Parsons rolls up her sleeves and gets to work long before the formal rehearsal process begins. “I read a script a few times and then it just kind of takes me over,” she says. After gently slipping the skin of a new persona on for size, she gradually begins to flesh the character out. “I kind of watch myself and see what’s going to happen.”

As she has gotten to know Mathilde, Parsons says she has felt a growing sense of serenity in her own life. “It’s interesting to me that I feel that way. I feel very accepting of a lot of things, which is I think the way she is. She seems to be this really serene person. She listens carefully and is very intellectually alert.”

At times, Parsons sounds like she is referring to a flesh-and-blood woman she has had the good fortune to meet rather than a character in a play.

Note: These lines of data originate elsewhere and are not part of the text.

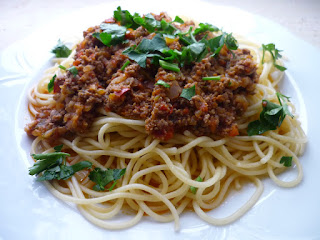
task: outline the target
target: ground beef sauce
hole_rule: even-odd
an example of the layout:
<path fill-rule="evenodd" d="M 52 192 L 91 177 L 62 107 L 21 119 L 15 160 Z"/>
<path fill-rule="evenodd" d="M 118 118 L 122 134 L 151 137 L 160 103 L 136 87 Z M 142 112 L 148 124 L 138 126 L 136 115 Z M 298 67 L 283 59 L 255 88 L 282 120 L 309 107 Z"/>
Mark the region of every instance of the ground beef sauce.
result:
<path fill-rule="evenodd" d="M 163 13 L 154 16 L 157 20 L 171 21 Z M 105 22 L 116 23 L 114 19 Z M 185 30 L 191 25 L 193 22 L 186 22 L 176 27 Z M 143 38 L 152 39 L 155 34 L 149 34 L 143 27 L 128 29 L 127 43 L 107 47 L 92 36 L 100 31 L 99 27 L 93 27 L 84 32 L 73 62 L 78 75 L 67 72 L 56 79 L 56 106 L 40 109 L 34 121 L 26 126 L 29 135 L 53 139 L 83 133 L 99 116 L 100 107 L 125 118 L 145 120 L 146 131 L 161 140 L 185 130 L 197 136 L 239 134 L 235 120 L 246 111 L 246 96 L 254 93 L 259 78 L 249 50 L 232 53 L 224 46 L 218 56 L 211 57 L 209 53 L 200 62 L 181 67 L 178 73 L 151 64 L 149 58 L 146 68 L 131 61 L 122 71 L 120 68 L 128 60 L 123 50 L 138 45 Z M 168 41 L 167 45 L 177 50 L 182 47 L 178 40 Z M 219 81 L 202 80 L 216 75 L 221 76 Z M 168 83 L 170 88 L 155 85 L 158 80 Z M 190 101 L 180 97 L 182 89 L 194 85 L 196 95 Z"/>

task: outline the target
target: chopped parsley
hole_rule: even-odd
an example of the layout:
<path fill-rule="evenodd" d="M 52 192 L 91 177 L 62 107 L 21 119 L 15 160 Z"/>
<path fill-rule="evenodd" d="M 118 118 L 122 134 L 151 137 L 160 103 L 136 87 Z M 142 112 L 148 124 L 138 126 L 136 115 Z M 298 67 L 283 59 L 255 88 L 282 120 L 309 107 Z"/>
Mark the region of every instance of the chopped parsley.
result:
<path fill-rule="evenodd" d="M 264 56 L 266 51 L 270 52 L 272 56 L 273 66 L 275 66 L 277 69 L 279 69 L 282 72 L 287 70 L 287 68 L 276 64 L 277 59 L 282 57 L 282 55 L 280 54 L 282 50 L 276 49 L 276 46 L 274 43 L 269 43 L 266 45 L 262 44 L 262 60 L 261 60 L 262 64 L 264 63 Z"/>
<path fill-rule="evenodd" d="M 209 40 L 206 39 L 208 34 L 205 34 L 202 39 L 197 41 L 195 36 L 200 33 L 219 31 L 219 28 L 209 23 L 200 23 L 194 31 L 193 27 L 190 27 L 187 32 L 181 32 L 172 24 L 174 22 L 184 23 L 178 16 L 176 16 L 172 22 L 166 22 L 164 19 L 158 21 L 150 13 L 141 17 L 138 13 L 132 15 L 120 7 L 114 11 L 114 18 L 124 26 L 124 28 L 136 29 L 138 26 L 142 26 L 149 33 L 156 33 L 154 38 L 144 38 L 138 46 L 131 46 L 123 51 L 123 54 L 126 54 L 129 59 L 137 62 L 143 68 L 146 67 L 147 58 L 152 58 L 152 64 L 163 65 L 165 67 L 162 67 L 167 70 L 178 72 L 180 71 L 179 66 L 183 67 L 192 62 L 201 61 L 207 56 L 209 50 L 213 53 L 211 56 L 217 56 L 224 45 L 230 50 L 236 50 L 238 48 L 237 40 L 231 33 L 223 32 L 220 36 Z M 103 40 L 101 34 L 102 33 L 95 33 L 94 36 L 97 38 L 100 37 L 101 41 L 105 42 L 105 44 L 109 44 L 109 42 L 112 41 L 112 36 L 105 35 L 105 40 Z M 165 39 L 177 39 L 182 43 L 181 51 L 170 49 Z"/>
<path fill-rule="evenodd" d="M 179 16 L 176 16 L 171 23 L 173 23 L 173 22 L 177 22 L 177 23 L 181 23 L 181 24 L 184 23 L 184 21 Z"/>
<path fill-rule="evenodd" d="M 148 30 L 148 32 L 153 33 L 156 29 L 161 29 L 161 22 L 157 21 L 151 13 L 146 14 L 144 17 L 135 14 L 133 20 Z"/>
<path fill-rule="evenodd" d="M 291 167 L 292 166 L 292 157 L 291 156 L 283 156 L 280 159 L 280 163 L 283 164 L 285 167 Z"/>
<path fill-rule="evenodd" d="M 217 28 L 216 26 L 213 26 L 212 24 L 209 24 L 209 23 L 199 23 L 199 27 L 197 27 L 194 30 L 193 35 L 197 35 L 199 33 L 203 33 L 206 31 L 217 32 L 217 31 L 219 31 L 219 28 Z"/>
<path fill-rule="evenodd" d="M 163 60 L 159 60 L 159 64 L 163 69 L 171 70 L 171 71 L 174 71 L 174 72 L 180 72 L 179 66 L 177 64 L 175 64 L 175 63 L 168 63 L 168 62 L 165 62 Z"/>
<path fill-rule="evenodd" d="M 183 97 L 185 99 L 188 99 L 189 101 L 191 98 L 196 95 L 196 85 L 193 85 L 190 88 L 184 88 L 182 89 L 182 92 L 180 94 L 180 97 Z"/>
<path fill-rule="evenodd" d="M 70 73 L 73 74 L 73 76 L 78 75 L 78 69 L 75 66 L 72 66 L 70 68 L 66 68 L 65 66 L 59 65 L 59 68 L 65 71 L 69 71 Z"/>
<path fill-rule="evenodd" d="M 95 32 L 92 34 L 106 46 L 117 45 L 125 41 L 127 28 L 118 24 L 101 23 L 101 33 Z"/>
<path fill-rule="evenodd" d="M 125 168 L 102 170 L 101 168 L 96 167 L 92 172 L 90 172 L 89 179 L 96 183 L 96 185 L 93 186 L 93 190 L 95 191 L 104 191 L 105 186 L 113 181 L 112 186 L 108 189 L 109 191 L 112 191 L 117 180 L 119 180 L 125 173 Z"/>
<path fill-rule="evenodd" d="M 68 71 L 71 72 L 73 74 L 73 76 L 78 75 L 78 69 L 75 66 L 68 68 Z"/>
<path fill-rule="evenodd" d="M 263 108 L 260 113 L 260 119 L 250 122 L 248 125 L 247 133 L 249 136 L 262 134 L 269 130 L 276 130 L 277 127 L 281 126 L 286 115 L 293 118 L 285 101 L 289 101 L 289 97 L 277 92 L 277 98 L 280 105 L 268 100 L 262 100 Z"/>
<path fill-rule="evenodd" d="M 158 80 L 158 81 L 156 82 L 156 85 L 161 85 L 161 86 L 163 86 L 163 87 L 165 87 L 165 88 L 170 88 L 170 84 L 169 84 L 169 83 L 166 83 L 166 82 L 163 81 L 163 80 Z"/>
<path fill-rule="evenodd" d="M 67 71 L 67 68 L 65 66 L 59 65 L 59 68 L 62 69 L 62 70 Z"/>
<path fill-rule="evenodd" d="M 204 43 L 195 42 L 182 49 L 179 59 L 181 66 L 188 65 L 191 62 L 200 62 L 208 53 Z"/>
<path fill-rule="evenodd" d="M 204 81 L 219 81 L 221 79 L 220 76 L 211 76 L 211 77 L 203 77 L 202 80 Z"/>
<path fill-rule="evenodd" d="M 56 79 L 57 75 L 53 75 L 53 77 L 51 78 L 50 82 L 48 83 L 48 92 L 52 92 L 54 89 L 54 80 Z"/>
<path fill-rule="evenodd" d="M 157 34 L 152 39 L 142 39 L 137 47 L 127 48 L 122 53 L 145 68 L 147 57 L 161 57 L 159 53 L 165 48 L 167 48 L 166 41 L 160 34 Z"/>
<path fill-rule="evenodd" d="M 55 152 L 32 154 L 31 156 L 37 160 L 32 167 L 29 168 L 29 174 L 35 175 L 42 173 L 42 176 L 37 178 L 37 181 L 45 180 L 66 180 L 74 175 L 76 172 L 90 168 L 92 163 L 89 161 L 81 161 L 74 165 L 66 165 L 66 157 L 70 154 L 61 152 L 62 145 L 56 146 Z"/>
<path fill-rule="evenodd" d="M 57 58 L 66 58 L 72 52 L 66 45 L 64 45 L 61 40 L 58 40 L 58 44 L 51 50 L 52 53 L 56 55 Z"/>
<path fill-rule="evenodd" d="M 238 42 L 237 40 L 232 36 L 232 33 L 222 33 L 222 35 L 217 36 L 215 38 L 211 38 L 207 41 L 207 45 L 213 52 L 212 56 L 215 57 L 217 56 L 222 47 L 224 45 L 227 46 L 228 49 L 230 50 L 237 50 L 238 49 Z"/>
<path fill-rule="evenodd" d="M 199 176 L 199 177 L 196 178 L 196 181 L 198 181 L 198 182 L 203 182 L 203 179 Z M 191 191 L 193 194 L 196 194 L 196 193 L 197 193 L 197 190 L 198 190 L 198 188 L 196 188 L 196 187 L 193 187 L 193 186 L 190 187 L 190 191 Z"/>
<path fill-rule="evenodd" d="M 121 67 L 121 71 L 124 71 L 126 69 L 126 67 L 130 64 L 131 62 L 129 60 L 127 60 Z"/>
<path fill-rule="evenodd" d="M 140 26 L 135 21 L 133 21 L 133 16 L 131 15 L 131 13 L 127 10 L 122 10 L 120 6 L 113 12 L 113 17 L 126 28 L 136 29 Z"/>

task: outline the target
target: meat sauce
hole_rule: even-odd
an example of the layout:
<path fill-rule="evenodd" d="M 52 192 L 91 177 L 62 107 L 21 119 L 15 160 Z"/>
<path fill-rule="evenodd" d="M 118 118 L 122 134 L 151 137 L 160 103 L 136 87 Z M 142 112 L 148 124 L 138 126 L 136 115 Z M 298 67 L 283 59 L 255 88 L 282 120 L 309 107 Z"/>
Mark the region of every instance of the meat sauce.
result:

She laughs often and expresses her admiration for Mathilde’s accomplishments. “I think she’s quite a person actually, which doesn’t show up in the play but will show up in the characterization,” she says.

The playwright may have given birth to the character but it is up to Parsons to bring her to life on the stage.

In order to do that, she has been brushing up on all things French; reading, listening to tapes, thinking trés deep thoughts. “She [Mathilde] has already made me feel like a much more interesting person than I am – just from working on the play a little bit.”

Most would agree that Parsons is plenty interesting without having to utter a single word of French or raise a single eyebrow in that quintessential way French women have. She has intrigued, intimidated and inspired movie, TV and theater audiences for more than five decades. She herself has been inspired by director Arthur Penn (“My work just blossomed with him,” she says.) and Lee Strasberg, the legendary artistic director of the Actors Studio (“Twenty years of the Studio working for him or just sitting there in the sessions listening to him changed my ideas about theater and the depth and beauty of acting as an art form.”). Parsons eventually followed in Strasberg’s footsteps, serving as artistic director of the Actors Studio from 1998 to 2003. In 2004, she was inducted into the American Theatre Hall of Fame.

To say she is still going strong is an understatement. She works out six days a week (“On the seventh day I rest,” she says. “I thought the Lord had a good idea there.”). She doesn’t consider the physical conditioning part of her preparation process for taking the stage, though.

“I’ve never done much in preparation for a performance specifically but lie down and take a nap,” she says. “When I was younger, I was so nervous before I worked, I’d have to lie down. Otherwise I thought my heart would just break in my body; it was pounding so hard. It’s not stage fright exactly; it’s just the anticipation of trying to achieve something.”